NeuroVision is the recipient of two research awards from the Alzheimer’s Drug Discovery Foundation’s Diagnostics Accelerator initiative. The Diagnostics Accelerator was founded by Bill Gates and Leonard A. Lauder, bringing philanthropic capital with a venture mindset to advance new ideas for the development of reliable and affordable biomarker tests for Alzheimer’s Disease.
Validation and commercialization of a novel blood-based, ultra-multiplex Laboratory Developed Test (LDT) for the prediction of cerebral amyloid status before clinical onset of dementia.
Principal Investigator: Leyla Anderson, MD, PhD, D(ABMLI)

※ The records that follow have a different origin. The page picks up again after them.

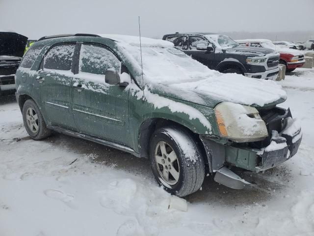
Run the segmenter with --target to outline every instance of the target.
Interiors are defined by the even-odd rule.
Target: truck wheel
[[[242,70],[239,68],[237,67],[233,67],[229,68],[229,69],[227,69],[226,70],[223,70],[221,71],[222,73],[236,73],[236,74],[243,75],[243,73],[242,72]]]
[[[287,72],[292,72],[295,69],[295,68],[294,68],[293,69],[287,69],[287,70],[286,70],[286,71],[287,71]]]
[[[51,134],[51,131],[47,129],[39,108],[34,100],[28,99],[25,102],[22,115],[24,126],[32,139],[39,140]]]
[[[175,126],[157,130],[150,140],[150,159],[156,180],[167,192],[183,197],[202,186],[204,161],[187,131]]]

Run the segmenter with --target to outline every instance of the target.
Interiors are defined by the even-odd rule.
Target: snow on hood
[[[292,49],[291,48],[280,48],[278,47],[276,47],[276,51],[278,53],[288,53],[293,56],[301,56],[304,55],[304,53],[303,52],[297,50],[296,49]]]
[[[138,37],[105,37],[119,40],[117,44],[140,68],[140,49],[135,43],[139,41]],[[142,42],[146,45],[142,48],[144,83],[153,92],[207,106],[230,101],[262,107],[287,98],[281,86],[273,81],[222,74],[174,48],[171,43],[170,46],[163,40],[143,38]]]

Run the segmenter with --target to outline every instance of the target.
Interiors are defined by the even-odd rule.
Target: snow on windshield
[[[209,40],[213,41],[215,45],[222,48],[238,46],[238,44],[226,35],[218,34],[207,34],[205,35]]]
[[[270,42],[263,42],[261,43],[263,48],[268,48],[272,50],[276,50],[276,46],[273,43]]]
[[[204,106],[208,105],[206,98],[209,96],[261,106],[287,98],[281,86],[273,81],[210,70],[174,48],[172,43],[169,43],[172,47],[159,46],[163,43],[160,41],[151,41],[151,44],[145,42],[145,46],[142,47],[144,83],[153,89],[162,87],[163,90],[169,90],[183,99]],[[125,41],[117,44],[126,59],[131,61],[133,68],[138,73],[140,71],[140,47]]]
[[[140,48],[138,46],[125,49],[141,65]],[[144,47],[142,48],[143,71],[145,80],[163,84],[195,81],[212,76],[213,71],[174,48]]]

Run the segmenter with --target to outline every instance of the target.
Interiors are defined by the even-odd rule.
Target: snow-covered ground
[[[185,198],[188,210],[168,209],[148,160],[55,134],[29,138],[13,96],[0,100],[0,235],[314,235],[314,69],[278,82],[286,90],[303,139],[291,159],[237,190],[206,177]]]

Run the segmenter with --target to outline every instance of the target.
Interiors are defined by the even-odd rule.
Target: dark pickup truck
[[[14,75],[27,40],[27,37],[17,33],[0,32],[0,95],[15,91]]]
[[[274,80],[279,71],[279,54],[266,48],[241,47],[226,35],[213,33],[174,33],[162,39],[210,69],[249,77]]]

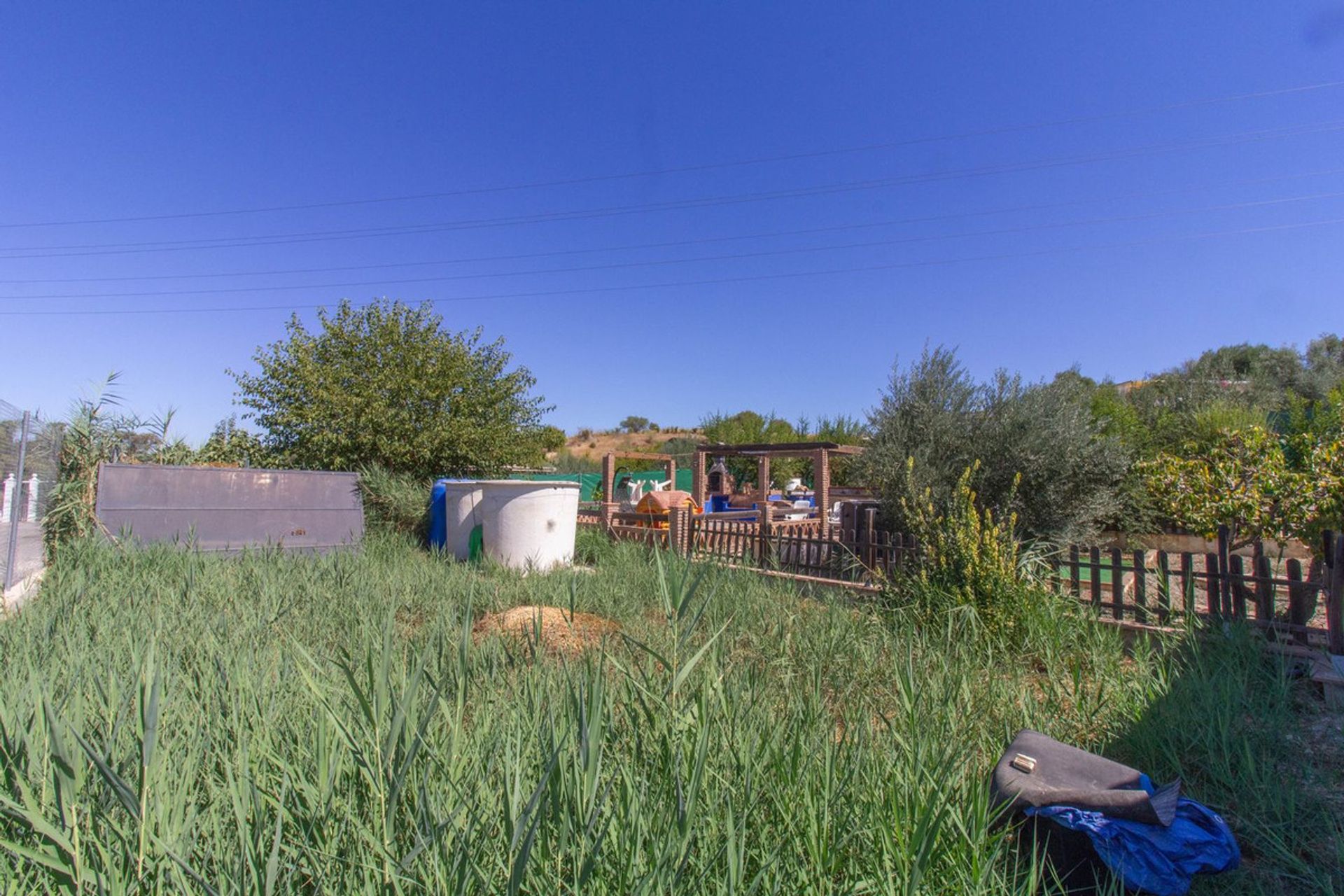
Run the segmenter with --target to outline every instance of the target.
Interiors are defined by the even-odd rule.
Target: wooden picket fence
[[[841,532],[818,517],[766,519],[759,510],[669,514],[583,508],[579,525],[601,527],[622,541],[659,544],[677,553],[797,580],[879,591],[917,555],[913,536],[871,525]]]
[[[1324,562],[1304,570],[1296,559],[1232,553],[1226,527],[1207,553],[1074,545],[1052,584],[1117,621],[1241,619],[1344,654],[1344,537],[1327,532],[1321,547]],[[1309,625],[1322,611],[1325,626]]]

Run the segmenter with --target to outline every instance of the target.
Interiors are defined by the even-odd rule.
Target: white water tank
[[[578,482],[480,480],[473,485],[480,489],[476,519],[488,557],[516,570],[573,563]]]
[[[481,484],[473,480],[444,482],[444,549],[458,560],[470,559],[472,529],[480,523]],[[577,516],[577,514],[575,514]]]

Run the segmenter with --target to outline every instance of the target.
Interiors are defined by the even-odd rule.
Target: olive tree
[[[948,348],[894,369],[870,414],[860,477],[882,497],[888,524],[909,531],[903,508],[952,500],[966,470],[982,506],[1016,513],[1023,533],[1064,543],[1086,537],[1117,506],[1128,467],[1120,441],[1091,412],[1093,387],[1073,372],[1027,383],[1004,371],[977,382]]]
[[[547,408],[532,373],[503,339],[446,330],[429,302],[347,300],[319,312],[316,330],[296,314],[253,360],[255,372],[228,372],[281,463],[430,477],[489,473],[538,450]]]

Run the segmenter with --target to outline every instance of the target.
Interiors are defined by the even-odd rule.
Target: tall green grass
[[[1021,727],[1228,810],[1255,861],[1203,892],[1339,887],[1288,848],[1322,822],[1286,774],[1293,695],[1245,643],[1126,654],[1047,602],[1009,643],[593,559],[73,543],[0,623],[0,892],[1030,893],[985,793]],[[622,629],[579,658],[473,637],[536,603]]]

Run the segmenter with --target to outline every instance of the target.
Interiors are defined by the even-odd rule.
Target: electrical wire
[[[984,128],[984,129],[978,129],[978,130],[966,130],[966,132],[950,133],[950,134],[934,134],[934,136],[927,136],[927,137],[913,137],[913,138],[909,138],[909,140],[896,140],[896,141],[887,141],[887,142],[864,144],[864,145],[860,145],[860,146],[843,146],[843,148],[839,148],[839,149],[820,149],[820,150],[812,150],[812,152],[797,152],[797,153],[788,153],[788,154],[778,154],[778,156],[762,156],[762,157],[757,157],[757,159],[739,159],[739,160],[734,160],[734,161],[706,163],[706,164],[699,164],[699,165],[681,165],[681,167],[675,167],[675,168],[659,168],[659,169],[649,169],[649,171],[624,172],[624,173],[616,173],[616,175],[590,175],[590,176],[585,176],[585,177],[569,177],[569,179],[560,179],[560,180],[539,180],[539,181],[527,181],[527,183],[520,183],[520,184],[504,184],[504,185],[495,185],[495,187],[472,187],[472,188],[464,188],[464,189],[449,189],[449,191],[437,191],[437,192],[425,192],[425,193],[407,193],[407,195],[402,195],[402,196],[375,196],[375,197],[371,197],[371,199],[345,199],[345,200],[335,200],[335,201],[302,203],[302,204],[290,204],[290,206],[259,206],[259,207],[250,207],[250,208],[226,208],[226,210],[198,211],[198,212],[169,212],[169,214],[159,214],[159,215],[129,215],[129,216],[121,216],[121,218],[81,218],[81,219],[65,219],[65,220],[12,222],[12,223],[0,223],[0,228],[17,228],[17,227],[66,227],[66,226],[75,226],[75,224],[120,224],[120,223],[151,222],[151,220],[181,220],[181,219],[188,219],[188,218],[218,218],[218,216],[226,216],[226,215],[255,215],[255,214],[266,214],[266,212],[308,211],[308,210],[319,210],[319,208],[341,208],[341,207],[351,207],[351,206],[370,206],[370,204],[378,204],[378,203],[398,203],[398,201],[410,201],[410,200],[422,200],[422,199],[445,199],[445,197],[453,197],[453,196],[474,196],[474,195],[482,195],[482,193],[499,193],[499,192],[509,192],[509,191],[520,191],[520,189],[538,189],[538,188],[543,188],[543,187],[571,187],[571,185],[578,185],[578,184],[593,184],[593,183],[602,183],[602,181],[612,181],[612,180],[628,180],[628,179],[634,179],[634,177],[653,177],[653,176],[660,176],[660,175],[694,173],[694,172],[715,171],[715,169],[724,169],[724,168],[739,168],[739,167],[745,167],[745,165],[759,165],[759,164],[780,163],[780,161],[796,161],[796,160],[802,160],[802,159],[825,159],[825,157],[829,157],[829,156],[851,154],[851,153],[860,153],[860,152],[872,152],[872,150],[880,150],[880,149],[898,149],[898,148],[903,148],[903,146],[918,146],[918,145],[923,145],[923,144],[942,142],[942,141],[950,141],[950,140],[966,140],[966,138],[972,138],[972,137],[988,137],[988,136],[999,136],[999,134],[1008,134],[1008,133],[1020,133],[1020,132],[1028,132],[1028,130],[1040,130],[1040,129],[1046,129],[1046,128],[1060,128],[1060,126],[1067,126],[1067,125],[1089,124],[1089,122],[1098,122],[1098,121],[1111,121],[1111,120],[1116,120],[1116,118],[1129,118],[1129,117],[1156,114],[1156,113],[1163,113],[1163,111],[1176,111],[1176,110],[1181,110],[1181,109],[1195,109],[1195,107],[1199,107],[1199,106],[1211,106],[1211,105],[1220,105],[1220,103],[1228,103],[1228,102],[1241,102],[1241,101],[1246,101],[1246,99],[1263,99],[1263,98],[1267,98],[1267,97],[1281,97],[1281,95],[1288,95],[1288,94],[1310,93],[1310,91],[1316,91],[1316,90],[1328,90],[1328,89],[1335,89],[1335,87],[1341,87],[1341,86],[1344,86],[1344,81],[1324,81],[1324,82],[1309,83],[1309,85],[1298,85],[1298,86],[1294,86],[1294,87],[1281,87],[1281,89],[1275,89],[1275,90],[1259,90],[1259,91],[1254,91],[1254,93],[1232,94],[1232,95],[1224,95],[1224,97],[1212,97],[1212,98],[1206,98],[1206,99],[1191,99],[1191,101],[1184,101],[1184,102],[1167,103],[1167,105],[1161,105],[1161,106],[1148,106],[1148,107],[1144,107],[1144,109],[1130,109],[1130,110],[1101,113],[1101,114],[1093,114],[1093,116],[1074,116],[1074,117],[1070,117],[1070,118],[1055,118],[1055,120],[1039,121],[1039,122],[1030,122],[1030,124],[1004,125],[1004,126],[1000,126],[1000,128]]]
[[[390,227],[331,230],[331,231],[300,231],[286,234],[266,234],[255,236],[216,236],[207,239],[183,240],[146,240],[137,243],[74,243],[65,246],[11,246],[0,247],[0,253],[17,253],[32,250],[34,254],[7,254],[0,255],[0,261],[15,261],[23,258],[70,258],[82,255],[121,255],[132,253],[161,253],[187,251],[200,249],[239,249],[253,246],[278,246],[292,243],[328,242],[333,239],[363,239],[371,236],[403,236],[411,234],[442,232],[452,230],[474,230],[481,227],[505,227],[532,223],[554,223],[567,220],[581,220],[591,218],[609,218],[616,215],[645,214],[650,211],[677,211],[687,208],[706,208],[715,206],[730,206],[750,201],[763,201],[771,199],[794,199],[840,192],[855,192],[863,189],[878,189],[886,187],[903,187],[909,184],[935,183],[946,180],[961,180],[966,177],[984,177],[1003,173],[1017,173],[1024,171],[1040,171],[1070,165],[1094,164],[1099,161],[1116,161],[1133,159],[1153,153],[1180,152],[1187,149],[1206,149],[1215,146],[1231,146],[1261,140],[1278,140],[1304,134],[1335,133],[1344,130],[1344,120],[1317,122],[1312,125],[1297,125],[1292,128],[1270,128],[1261,130],[1239,132],[1219,137],[1206,137],[1195,141],[1180,141],[1169,144],[1148,144],[1121,150],[1094,153],[1089,156],[1074,156],[1064,159],[1048,159],[1030,163],[1012,163],[1000,165],[985,165],[978,168],[952,169],[933,172],[927,175],[906,175],[900,177],[887,177],[878,180],[844,181],[837,184],[823,184],[817,187],[794,188],[784,191],[767,191],[758,193],[737,193],[726,196],[707,196],[691,200],[675,200],[665,203],[645,203],[633,206],[607,206],[599,208],[586,208],[569,212],[546,212],[540,215],[516,215],[503,218],[466,219],[454,222],[439,222],[430,224],[401,224]],[[62,251],[50,251],[62,250]],[[81,251],[63,251],[81,250]],[[91,250],[91,251],[86,251]]]
[[[337,265],[331,267],[289,267],[289,269],[271,269],[271,270],[249,270],[249,271],[211,271],[206,274],[132,274],[132,275],[117,275],[117,277],[30,277],[30,278],[0,278],[3,285],[31,285],[31,283],[95,283],[95,282],[126,282],[126,281],[153,281],[153,279],[207,279],[207,278],[222,278],[222,277],[274,277],[285,274],[329,274],[336,271],[360,271],[360,270],[387,270],[391,267],[430,267],[439,265],[465,265],[474,262],[495,262],[495,261],[523,261],[530,258],[555,258],[563,255],[583,255],[593,253],[618,253],[618,251],[632,251],[641,249],[672,249],[676,246],[699,246],[704,243],[722,243],[722,242],[735,242],[746,239],[771,239],[777,236],[804,236],[812,234],[827,234],[839,232],[849,230],[870,230],[876,227],[894,227],[899,224],[923,224],[933,222],[945,220],[960,220],[964,218],[988,218],[993,215],[1007,215],[1017,212],[1034,212],[1034,211],[1050,211],[1056,208],[1068,208],[1074,206],[1090,206],[1110,201],[1122,201],[1130,199],[1153,199],[1159,196],[1173,196],[1179,193],[1199,192],[1204,189],[1222,189],[1226,187],[1249,187],[1257,184],[1278,183],[1282,180],[1298,180],[1304,177],[1324,177],[1329,175],[1344,173],[1344,168],[1327,168],[1320,171],[1309,171],[1292,175],[1274,175],[1271,177],[1253,177],[1242,180],[1219,181],[1212,184],[1193,184],[1188,187],[1176,187],[1172,189],[1160,191],[1142,191],[1142,192],[1129,192],[1129,193],[1116,193],[1111,196],[1091,196],[1086,199],[1070,199],[1055,203],[1038,203],[1031,206],[1008,206],[1000,208],[988,208],[981,211],[970,212],[954,212],[948,215],[925,215],[921,218],[894,218],[875,222],[862,222],[853,224],[831,224],[827,227],[805,227],[801,230],[775,230],[775,231],[762,231],[754,234],[730,234],[727,236],[699,236],[695,239],[673,239],[655,243],[626,243],[622,246],[594,246],[586,249],[560,249],[544,253],[512,253],[503,255],[474,255],[464,258],[445,258],[437,261],[411,261],[411,262],[384,262],[378,265]],[[1296,199],[1296,197],[1293,197]],[[1286,200],[1265,200],[1269,203],[1274,201],[1292,201]],[[1259,204],[1259,203],[1249,203]],[[1242,206],[1242,204],[1239,204]],[[1230,208],[1232,206],[1219,206],[1216,208]]]
[[[695,255],[689,258],[663,258],[652,261],[636,261],[636,262],[613,262],[607,265],[579,265],[571,267],[543,267],[539,270],[523,270],[523,271],[492,271],[484,274],[446,274],[438,277],[407,277],[398,279],[364,279],[364,281],[347,281],[337,283],[286,283],[286,285],[270,285],[270,286],[220,286],[214,289],[171,289],[171,290],[144,290],[144,292],[121,292],[121,293],[38,293],[32,296],[4,296],[4,300],[54,300],[54,298],[149,298],[159,296],[219,296],[219,294],[234,294],[234,293],[270,293],[270,292],[289,292],[289,290],[305,290],[305,289],[345,289],[352,286],[406,286],[410,283],[442,283],[458,279],[488,279],[496,277],[531,277],[536,274],[574,274],[574,273],[587,273],[599,270],[622,270],[630,267],[656,267],[663,265],[688,265],[698,262],[718,262],[718,261],[742,261],[747,258],[770,258],[780,255],[802,255],[812,253],[827,253],[827,251],[841,251],[847,249],[875,249],[879,246],[899,246],[907,243],[925,243],[925,242],[941,242],[946,239],[968,239],[974,236],[1003,236],[1009,234],[1027,234],[1040,230],[1063,230],[1068,227],[1085,227],[1097,224],[1114,224],[1114,223],[1133,223],[1138,220],[1154,220],[1159,218],[1171,218],[1175,215],[1188,215],[1188,214],[1204,214],[1211,211],[1232,211],[1242,208],[1262,208],[1266,206],[1278,206],[1298,201],[1312,201],[1317,199],[1337,199],[1344,196],[1344,191],[1325,192],[1325,193],[1312,193],[1306,196],[1286,196],[1279,199],[1263,199],[1245,203],[1228,203],[1222,206],[1203,206],[1198,208],[1175,208],[1164,210],[1159,212],[1148,212],[1144,215],[1116,215],[1109,218],[1091,218],[1083,220],[1073,222],[1052,222],[1046,224],[1025,224],[1021,227],[1000,227],[995,230],[980,230],[969,231],[961,234],[933,234],[921,236],[900,236],[896,239],[879,239],[879,240],[866,240],[856,243],[841,243],[836,246],[801,246],[790,249],[770,249],[759,250],[754,253],[731,253],[720,255]]]
[[[487,293],[477,296],[453,296],[448,298],[431,298],[426,300],[430,304],[446,304],[446,302],[476,302],[488,300],[513,300],[513,298],[543,298],[543,297],[559,297],[559,296],[587,296],[587,294],[605,294],[605,293],[630,293],[650,289],[673,289],[673,287],[687,287],[687,286],[718,286],[727,283],[749,283],[761,281],[777,281],[777,279],[793,279],[800,277],[821,277],[828,274],[853,274],[853,273],[872,273],[884,270],[898,270],[909,267],[933,267],[943,265],[961,265],[968,262],[982,262],[982,261],[1009,261],[1020,258],[1038,258],[1042,255],[1055,255],[1060,253],[1075,253],[1075,251],[1093,251],[1093,250],[1107,250],[1107,249],[1133,249],[1140,246],[1150,246],[1154,243],[1171,242],[1171,240],[1193,240],[1193,239],[1210,239],[1215,236],[1234,236],[1243,234],[1262,234],[1270,231],[1282,230],[1301,230],[1306,227],[1325,227],[1344,224],[1344,218],[1331,218],[1324,220],[1310,220],[1310,222],[1297,222],[1290,224],[1270,224],[1265,227],[1245,227],[1239,230],[1223,230],[1223,231],[1208,231],[1202,234],[1187,234],[1181,236],[1169,238],[1154,238],[1144,240],[1132,240],[1125,243],[1102,243],[1093,246],[1068,246],[1058,249],[1043,249],[1030,253],[1001,253],[995,255],[970,255],[965,258],[941,258],[930,261],[918,262],[892,262],[884,265],[864,265],[857,267],[831,267],[823,270],[810,271],[789,271],[777,274],[753,274],[743,277],[720,277],[711,279],[692,279],[692,281],[675,281],[664,283],[636,283],[628,286],[582,286],[575,289],[555,289],[555,290],[534,290],[534,292],[520,292],[520,293]],[[376,300],[374,300],[376,301]],[[358,302],[356,306],[364,306],[370,302]],[[0,310],[0,317],[74,317],[74,316],[142,316],[142,314],[204,314],[204,313],[243,313],[243,312],[273,312],[273,310],[316,310],[329,308],[331,302],[312,304],[312,305],[246,305],[246,306],[215,306],[215,308],[134,308],[134,309],[60,309],[60,310]]]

This proposal is for an accelerated path to commercialize an ultra-multiplex assay to measure multiple blood biomarkers including various Tau and phospho-Tau isoforms, GFAP, NfL, and amyloid beta peptides in addition to a proprietary assay in blood for the prediction of brain amyloid. The goal is to optimize and validate our prototype assays for commercialization as an LDT and eventual IVD. Availability of such an ultra-multiplex blood assay consisting of a hybrid approach (multiplex assay together with a novel, proprietary assay) will provide a vital clinical tool. Following optimization of our current assays, we will validate the diagnostic accuracy of each assay (stand-alone, as well as combined) to detect brain amyloid in cognitively normal, MCI and AD subjects. Currently, only few ultra-sensitive technologies exist that can detect the exceptionally low concentrations of Alzheimer’s Disease (AD) core biomarkers in blood. Nevertheless, these platforms are not readily scalable to meet commercial demands and they are difficult to customize for multiplex assays. NeuroVision has exclusive rights to a robust, ultra-sensitive, chip-based platform by MagArray in the field of Neurology. Building on magnetic read head technology from the hard drive industry, MagArray has designed a proprietary nanosensor that is highly responsive to local magnetic fields. By combining traditional immunoassay principles with integrated circuit design and nanofabrication, this novel technology brings a combination of ultra-sensitivity, multiplexing capacity, and ease of use to immunoassays. The result is an exceptionally robust tool for laboratory diagnostics. Once labeled with magnetic nanoparticles, disease biomarkers can be immediately detected in real time without a need for complex optics or fluidics. Furthermore, this platform has been successfully implemented in a CLIA certified laboratory for clinical sample testing.
Validation of blood-based biomarkers for the detection of brain amyloid accumulation before clinical onset of dementia.
Principal Investigator: Leyla Anderson, MD, PhD, D(ABMLI)
Despite the prevalence of Alzheimer's disease, the lack of an early and accurate diagnostic test remains a significant hindrance to the discovery of therapeutics. Our goal is to develop a screening tool for the early detection of Alzheimer's disease before symptoms are obvious. We have discovered proteins and metabolites in the blood that have the potential to provide an early diagnosis of Alzheimer's disease. We aim to validate the diagnostic accuracy of these biomarkers as the first steps toward more wide spread use. We will determine the diagnostic accuracy of the biomarkers with samples from the Australian Imaging and Biomarker Lifestyle study of ageing (AIBL), which is one of the largest studies of Alzheimer's disease in the world. Overall, the information gained will be a significant step forward in the development of the first approved blood test of Alzheimer’s disease.